For at least several months, junior enlisted service members suffering a lack of hot water and other issues in a barracks building aboard the Maryland Navy base that is home to the Walter Reed National Military Medical Center have submitted so-called “trouble tickets” to maintenance staff to fix the issues.

But according to Naval Support Activity Bethesda officials, those trouble tickets were largely disappearing into the ether.

In some cases, trouble tickets submitted by residents in Sanctuary Hall “were not entered into the tracking data base by Unaccompanied Housing staff,” base spokesman Jeremy Brooks said in an email. “Those complaints did not become trouble tickets and were not investigated.”

In other situations, maintenance staff would test out the hot water in a given room during off-peak hours, when the supply was plentiful, and then close out the ticket as resolved, Brooks said.

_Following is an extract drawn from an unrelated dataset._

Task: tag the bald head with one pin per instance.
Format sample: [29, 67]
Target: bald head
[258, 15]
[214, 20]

“A misunderstanding developed about the effectiveness of this process due to this cycle of responses, and it resulted in some hot water issues no longer being forwarded beyond the resident’s initial complaint,” he said. “This resulted in an incomplete picture of the extent of the hot water problem in that building.”

Brooks declined to say whether anyone in the civilian-military maintenance staff was disciplined in connection to the lapses.

“We do not disclose personnel actions,” he said, adding that the trouble ticket issues at Sanctuary Hall had been going on “for months.”

Navy Times first reported on Feb. 4 that junior sailors and soldiers had been going without adequate hot water for years and has also dealt with other issues, including no air conditioning and doors that wouldn’t lock, at Sanctuary and Comfort halls, barracks that house many of the enlisted troops who work at Walter Reed.

A day after the story published, the Navy moved servicemembers out of the affected rooms and pledged to get after fixing problems they had known about for years.

Last week, Brooks ascribed the delays to fixing these problems to “an environment with limited resources and budgetary constraints.”

“We don’t always have the solutions we would like to have,” he said, adding that Navy leadership has since “made additional resources available to accelerate the repairs while maintaining suitable living arrangements for the residents.”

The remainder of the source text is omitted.